現在は夏休み、火差や白萩、巻原との、決して楽しいとは
言えなかった旅行を終えて3日が経った。
学生寮の食堂にて、
「息吹ちゃんって確か国立志望だっけ?なんたって私立に?」
「ん?聞きたい?」
私ちゃんと話しているのは安瀬浦鏡子。
同じ講義仲間と言う訳ではないが、寮で部屋が隣同士なのだ。
「いや、言いたくないなら無理にとは言わないけど」
「単純に学力が無かったし、性格の問題だね」
「性格?」
「そ、性格。私ちゃんって随分と諦めのいい性格でね。
いや、単なる怠け者かな?
とにかく諦めちゃうんだよね。興味の向かないものなら
なおさらに」
「なるほど・・・。
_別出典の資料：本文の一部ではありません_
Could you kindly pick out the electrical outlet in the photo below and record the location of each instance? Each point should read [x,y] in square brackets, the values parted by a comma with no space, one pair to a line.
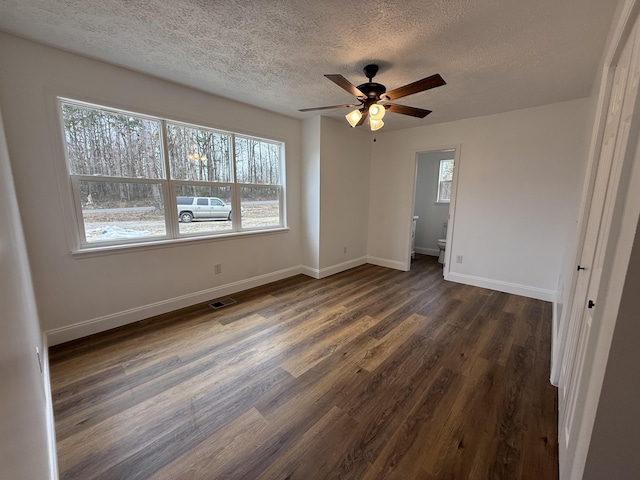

なんだかすごいね」
すごい?人としてはかなり酷い部類だぞ?
コイツ頭大丈夫か?
「そう言えば息吹ちゃん知ってる?」
「ん?何を?」
「近頃ここら近辺に鬼がでるんだって。
夜に2本の大きなツノを生やして大きな刀を持った
大きな化け物を見たって人が何人も!」
「・・・とりあえずデカイんだな?
それだけは分かった」
しかし鬼ねえ、なんだか面白そうだ。
明日あたりちょっと探してみようかな?
ま、1日探して見つからなかったら諦めよう。